Road Construction… Or Road Destruction???

The Radish

What Lies Underneath??

Many have noticed the road construction on Broadway Street near south campus. A project that took most of the summer to complete and ended with a road that looks… Completely the same?

Well, sources say that the supposed “road construction” was actually a coverup for something more magnificent. Sara Smith quotes seeing a “several foot tall thing,” erupting from the road near the end of the Spring semester last year. 

Contradicting reports claim the “Thing” had wings, tentacles and/or scales. Artistic renditions are available at this time. Most commonly, the “Thing” was reported to be living, so that narrows it down from the undead.

When questioned, local construction workers denied any claims of Lovecraftian horrors appearing in the City of Menomonie at any time this last Summer.
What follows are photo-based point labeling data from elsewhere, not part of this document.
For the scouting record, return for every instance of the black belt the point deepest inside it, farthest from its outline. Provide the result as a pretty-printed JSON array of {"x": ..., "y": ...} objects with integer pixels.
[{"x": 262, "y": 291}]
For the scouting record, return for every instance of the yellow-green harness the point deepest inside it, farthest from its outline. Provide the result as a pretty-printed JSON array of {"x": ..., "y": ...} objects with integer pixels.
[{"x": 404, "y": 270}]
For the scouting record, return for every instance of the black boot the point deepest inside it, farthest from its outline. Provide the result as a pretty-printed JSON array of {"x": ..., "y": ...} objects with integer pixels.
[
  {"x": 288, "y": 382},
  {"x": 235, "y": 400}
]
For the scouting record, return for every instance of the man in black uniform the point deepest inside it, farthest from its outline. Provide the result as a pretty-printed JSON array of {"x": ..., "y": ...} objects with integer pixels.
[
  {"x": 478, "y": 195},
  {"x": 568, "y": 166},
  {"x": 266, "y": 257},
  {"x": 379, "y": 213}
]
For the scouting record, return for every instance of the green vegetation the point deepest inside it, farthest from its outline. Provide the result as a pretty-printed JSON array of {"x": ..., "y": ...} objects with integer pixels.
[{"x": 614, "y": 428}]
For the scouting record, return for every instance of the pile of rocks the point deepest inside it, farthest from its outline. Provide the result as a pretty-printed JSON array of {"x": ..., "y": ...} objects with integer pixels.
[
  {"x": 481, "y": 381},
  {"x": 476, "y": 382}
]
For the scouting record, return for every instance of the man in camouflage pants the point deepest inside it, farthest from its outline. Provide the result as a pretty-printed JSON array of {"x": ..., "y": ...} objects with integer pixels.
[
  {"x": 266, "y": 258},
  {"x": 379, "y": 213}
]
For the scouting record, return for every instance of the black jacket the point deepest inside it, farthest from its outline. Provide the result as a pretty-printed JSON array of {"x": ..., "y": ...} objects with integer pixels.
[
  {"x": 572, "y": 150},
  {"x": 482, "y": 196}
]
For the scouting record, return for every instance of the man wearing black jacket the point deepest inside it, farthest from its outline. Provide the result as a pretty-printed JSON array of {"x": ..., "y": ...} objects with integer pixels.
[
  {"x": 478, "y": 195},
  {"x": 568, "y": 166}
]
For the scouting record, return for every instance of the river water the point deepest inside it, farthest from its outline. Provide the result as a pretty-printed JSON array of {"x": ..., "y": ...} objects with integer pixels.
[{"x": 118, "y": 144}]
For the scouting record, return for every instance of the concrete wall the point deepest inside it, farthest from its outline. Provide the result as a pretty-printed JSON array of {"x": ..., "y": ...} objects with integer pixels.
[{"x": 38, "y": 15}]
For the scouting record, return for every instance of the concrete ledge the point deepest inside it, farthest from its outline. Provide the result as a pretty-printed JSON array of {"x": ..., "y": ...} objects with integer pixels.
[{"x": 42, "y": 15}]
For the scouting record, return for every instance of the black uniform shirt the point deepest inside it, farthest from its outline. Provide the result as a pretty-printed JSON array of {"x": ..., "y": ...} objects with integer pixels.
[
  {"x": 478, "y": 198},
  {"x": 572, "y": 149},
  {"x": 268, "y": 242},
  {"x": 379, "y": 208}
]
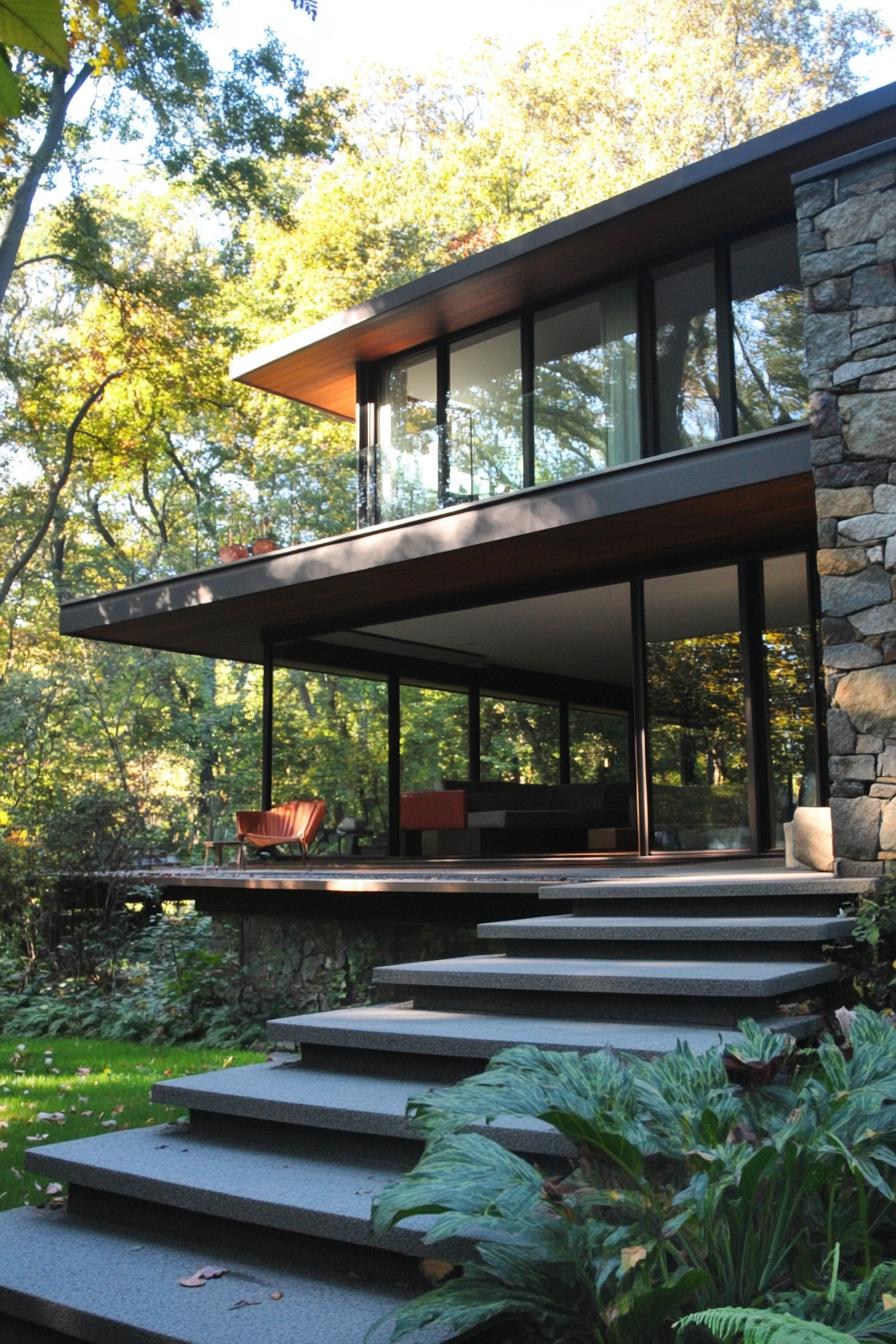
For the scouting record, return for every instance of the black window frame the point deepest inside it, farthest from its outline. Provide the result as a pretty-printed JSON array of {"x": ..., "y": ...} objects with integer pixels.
[{"x": 371, "y": 376}]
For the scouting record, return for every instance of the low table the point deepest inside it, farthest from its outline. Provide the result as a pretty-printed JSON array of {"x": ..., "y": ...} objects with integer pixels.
[{"x": 219, "y": 846}]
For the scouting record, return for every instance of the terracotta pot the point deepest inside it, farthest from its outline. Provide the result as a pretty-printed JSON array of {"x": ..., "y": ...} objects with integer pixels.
[{"x": 233, "y": 551}]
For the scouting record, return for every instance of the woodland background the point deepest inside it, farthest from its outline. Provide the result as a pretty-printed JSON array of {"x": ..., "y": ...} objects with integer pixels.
[{"x": 164, "y": 215}]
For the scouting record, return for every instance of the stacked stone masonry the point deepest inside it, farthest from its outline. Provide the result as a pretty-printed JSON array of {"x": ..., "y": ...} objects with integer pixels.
[{"x": 846, "y": 222}]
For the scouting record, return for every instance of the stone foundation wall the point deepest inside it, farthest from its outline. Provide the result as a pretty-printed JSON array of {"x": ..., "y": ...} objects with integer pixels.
[
  {"x": 846, "y": 223},
  {"x": 296, "y": 964}
]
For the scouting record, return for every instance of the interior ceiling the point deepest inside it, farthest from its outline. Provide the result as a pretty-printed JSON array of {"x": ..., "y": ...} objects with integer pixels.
[{"x": 585, "y": 633}]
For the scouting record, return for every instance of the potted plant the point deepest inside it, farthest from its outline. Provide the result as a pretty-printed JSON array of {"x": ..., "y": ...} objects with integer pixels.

Knowing that Menomonie is not currently at risk of a zombie apocalypse, vampire uprising or wraith invasion is a comfort to many.

Local Senior Timmothy Jims claims that the “Thing” was actually extraterrestrial in origin, but sources have yet to confirm this. “It leapt out of the ground and blasted my car with its Laser Vision. I ain’t never seen nothin’ like that ‘cept when the Greens kidnapped my Nana in ‘07.” Jims said.  

Local fact-checkers did approach the site and confirmed that there was an abundance of dust and other organic material. When reminded that Menomonie is a central hub for students and residents year round, and that “organic material” is going to be found everywhere, the fact-checkers refused further comments.

Other sources claim that some of the above-stated material is actually fur reminiscent of a Bigfoot or Yeti. Upon approaching the local Sasquach hunters, arguments broke out on the etymology of the “Thing.” 

“It could only have been a Bigfoot. There’s no way it could be a Yeti! They’re not native to North America and it’s way too warm in the Summer for one to come out anyways!” Christine Samthin, a local Bigfoot Historian, said. 

She was countered by Sam Christian, a local Yeti Historian. “You don’t understand the repercussions of global warming. It totally could have been a Yeti that is fleeing its natural climate due to the melting ice caps and Himalayan Mountains. Don’t tell a Yeti how to live his life, Christine!.” Christian exclaimed. 

Follow-up questions were not asked due to rising tensions.

So, whether the damage to Broadway Street was done due to an alien, Sasquatch or something else, we certainly know it was NOT due to routine maintenance.